六哭嶺的秘密(中)


  其實整片山坡都光禿禿的。思兔閱讀sto55.com

  薛懷朔之所以會這麼問是因為另外兩個人一起停下了。

  「地圖顯示是在這兒。」高長生把手上的地圖展開,指給他看,「而且引藥鳥也停下來了。」

  他靠的有點近,超過了兩個彼此看不順眼的年輕人能夠接受的距離限度,薛懷朔默不作聲地往旁邊讓了半步。

  薛懷朔覺得有些奇怪。高長生的態度轉變實在有些太突兀了,他們上次見面的時候還恨不得干點什麼事順便把對方搞死,雖然現在無冤無仇,但是他態度這麼好……

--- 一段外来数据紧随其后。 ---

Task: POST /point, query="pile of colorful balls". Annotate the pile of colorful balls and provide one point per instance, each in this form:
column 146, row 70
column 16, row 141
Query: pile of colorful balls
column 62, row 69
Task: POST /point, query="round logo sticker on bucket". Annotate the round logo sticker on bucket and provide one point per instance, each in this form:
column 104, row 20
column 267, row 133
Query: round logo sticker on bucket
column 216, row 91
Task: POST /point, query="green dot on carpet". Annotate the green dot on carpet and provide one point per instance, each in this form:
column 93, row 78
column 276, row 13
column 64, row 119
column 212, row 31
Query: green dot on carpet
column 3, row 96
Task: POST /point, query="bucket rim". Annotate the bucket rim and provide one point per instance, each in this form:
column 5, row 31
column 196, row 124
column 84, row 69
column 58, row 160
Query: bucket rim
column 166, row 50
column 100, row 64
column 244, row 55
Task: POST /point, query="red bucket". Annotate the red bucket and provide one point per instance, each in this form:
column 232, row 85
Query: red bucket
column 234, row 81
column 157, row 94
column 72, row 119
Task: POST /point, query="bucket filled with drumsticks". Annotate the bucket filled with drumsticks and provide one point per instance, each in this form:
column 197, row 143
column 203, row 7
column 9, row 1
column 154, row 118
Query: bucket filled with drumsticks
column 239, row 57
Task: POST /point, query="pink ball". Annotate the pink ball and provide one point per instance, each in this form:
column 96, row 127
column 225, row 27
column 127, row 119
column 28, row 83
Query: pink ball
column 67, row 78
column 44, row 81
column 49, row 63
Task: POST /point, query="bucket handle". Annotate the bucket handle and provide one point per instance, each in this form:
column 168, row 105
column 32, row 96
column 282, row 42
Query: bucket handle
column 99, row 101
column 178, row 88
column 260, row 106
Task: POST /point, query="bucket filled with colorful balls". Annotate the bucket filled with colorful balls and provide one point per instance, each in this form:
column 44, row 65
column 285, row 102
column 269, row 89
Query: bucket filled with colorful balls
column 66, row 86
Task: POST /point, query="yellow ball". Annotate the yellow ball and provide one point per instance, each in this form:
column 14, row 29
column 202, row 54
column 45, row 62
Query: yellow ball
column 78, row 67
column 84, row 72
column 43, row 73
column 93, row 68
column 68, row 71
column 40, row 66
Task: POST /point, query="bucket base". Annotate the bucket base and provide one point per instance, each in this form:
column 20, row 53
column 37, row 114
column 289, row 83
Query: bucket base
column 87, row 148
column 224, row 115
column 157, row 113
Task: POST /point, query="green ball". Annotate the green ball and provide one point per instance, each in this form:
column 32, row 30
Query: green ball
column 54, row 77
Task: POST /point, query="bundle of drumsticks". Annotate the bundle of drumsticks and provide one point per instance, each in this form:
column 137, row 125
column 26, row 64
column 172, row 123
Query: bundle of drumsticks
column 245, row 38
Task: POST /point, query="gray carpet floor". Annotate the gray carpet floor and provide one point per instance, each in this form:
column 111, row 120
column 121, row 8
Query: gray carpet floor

  高長生是個年輕人,而且是個頗有點心高氣傲的直男,這種發生在兩個普通直男間忽然的示好,只會讓另一方提高警惕琢磨著:這傢伙不會憋著什麼懷勁等著逼我叫他爸爸吧。

  「不過執明道長問的也對,」高長生繼續看著地圖思索:「這地方好像荒蕪了挺多年了。」

  薛懷朔掃了一眼眼前平平無奇的土坡,腦中想他們倆的交集不多:一個師妹,一個父輩。

  師妹一直在他身邊,和高長生沒有絲毫來往,而且剛才他自己也說自己有個未婚妻。

  所以就是和父輩的事情有關了?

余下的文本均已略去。